A Working Mathematician's Guide to Parsing || Math ∩ Programming

Our hero, a mathematician, is writing notes in LaTeX and needs to convert it to a format that her blog platform accepts. She’s used to using dollar sign delimiters for math mode, but her blog requires $ $ and \[ \]. Find-and-replace fails because it doesn’t know about which dollar sign is the start and which is the end. She knows there’s some computer stuff out there that could help, but she doesn’t have the damn time to sort through it all. Paper deadlines, argh!

If you want to skip ahead to a working solution, and you can run basic python scripts, see the Github repository for this post with details on how to run it and what the output looks like. It’s about 30 lines of code, and maybe 10 of those lines are not obvious. Alternatively, copy/paste the code posted inline in the section “First attempt: regular expressions.”

In this post I’ll guide our hero through the world of text manipulation, explain the options for solving a problem like this, and finally explain how to build the program in the repository from scratch. This article assumes you have access to a machine that has basic programming tools pre-installed on it, such as python and perl.

The problem with LaTeX

LaTeX is great, don’t get me wrong, but people who don’t have experience writing computer programs that operate on human input tend to write sloppy LaTeX. They don’t anticipate that they might need to programmatically modify the file because the need was never there before. The fact that many LaTeX compilers are relatively forgiving with syntax errors exacerbates the issue.

The most common way to enter math mode is with dollar signs, as in

Now let $\varepsilon > 0$ and set $\delta = 1/\varepsilon$.

For math equations that must be offset, one often first learns to use double-dollar-signs, as in

First we claim that $$0 \to a \to b \to c \to 0$$ is a short exact sequence

The specific details that make it hard to find and convert from this delimiter type to another are:

Math mode can be broken across lines, but need not be.
A simple search and replace for $ would conflict with $$.
The fact that the start and end are symmetric means a simple search and replace for $$ fails: you can’t tell whether to replace it with \[ or \] without knowing the context of where it occurs in the document.
You can insert a dollar sign in LaTeX using $ and it will not enter math mode. (I do not solve this problem in my program, but leave it as an exercise to the reader to modify each solution to support this)

First attempt: regular expressions

The first thing most programmers will tell you when you have a text manipulation problem is to use regular expressions (or regex). Regular expressions are text patterns that a program called a regular expression engine uses to find subsets of text in a document. This can often be with the goal of modifying the matched text somehow, but also just to find places where the text occurs to generate a report.

In their basic form, regular expressions are based on a very clean theory called regular languages, which is a kind of grammar equivalent to “structure that can be recognized by a finite state machine.”

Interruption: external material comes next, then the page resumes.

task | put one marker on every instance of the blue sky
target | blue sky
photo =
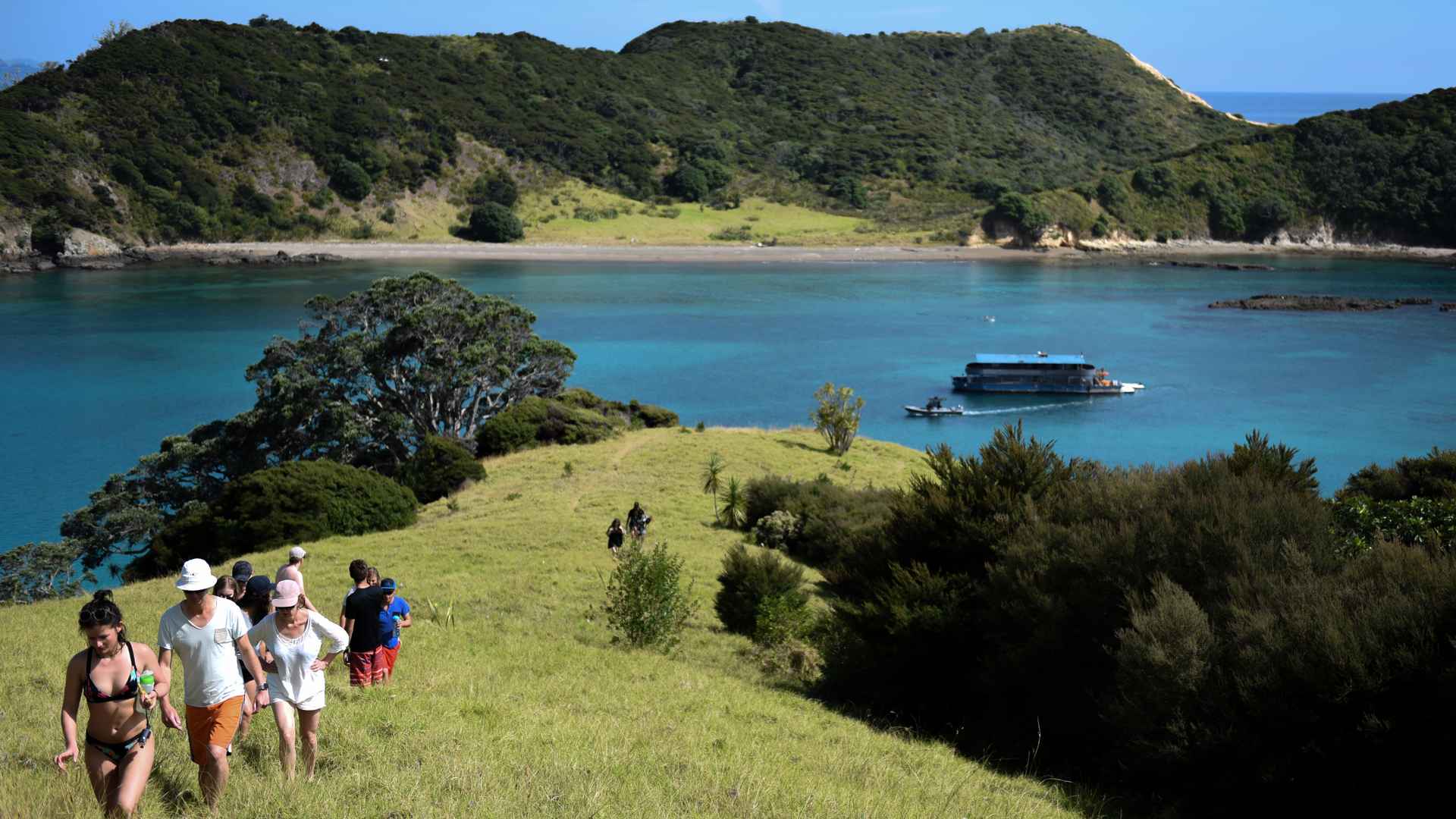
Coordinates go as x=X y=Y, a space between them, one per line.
x=1292 y=46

[Aside: some folks prefer to distinguish between regular expressions as implemented by software systems (regex) and regular expressions as a representation of a regular language; as it turns out, features added to regex engines make them strictly stronger than what can be represented by the theory of regular languages. In this post I will use “regex” and “regular expressions” both for practical implementations, because programmers and software don’t talk about the theory, and use “regular languages” for the CS theory concept]

The problem is that practical regular expressions are difficult and nit-picky, especially when there are exceptional cases to consider. Even matching something like a date can require a finnicky expression that’s hard for humans to read and debug when they are incorrect. A regular expression for a line in a file that contains a date by itself:

^\s*(19|20)\d\d[- /.](0[1-9]|1[012])[- /.](0[1-9]|[12][0-9]|3[01])\s*$

Worse, regular expressions are rife with “gotchas” having to do with escape characters. For example, parentheses are used for something called “capturing”, so you have to use ( to insert a literal parenthesis. If having to use “$” in LaTeX bothers you, you’ll hate regular expressions.

Another issue comes from history. There was a time when computers only allowed you to edit a file one line at a time. Many programming tools and frameworks were invented during this time that continue to be used today (you may have heard of sed which is a popular regular expression find/replace program—one I use almost daily). These tools struggle to operate on problems that span many lines of a file, because they simply weren’t designed for that. Problem (1) above suggests this might be a problem.

Yet another issue is in slight discrepancies between regex engines. Perl, python, sed, etc., all have slight variations and “nonstandard” features. As all programmers know, every visible behavior of a system will eventually be depended on by some other system.

But the real core problem is that regular expressions weren’t really designed for knowing about the context where a match occurs. Regular expressions are designed to be character-at-a-time pattern matching. [edit: removed an incorrect example] But over time, regular expression engines have added features to do such things over the years (which makes them more powerful than the original, formal definition of a regular language, and even more powerful than what parsers can handle!), but the more complicated you make a regular expression, the more likely it’s going to misbehave on odd inputs, and less likely others can use it without bugs or modification for their particular use case. Software engineers care very much about such things, though mathematicians needing a one-off solution may not.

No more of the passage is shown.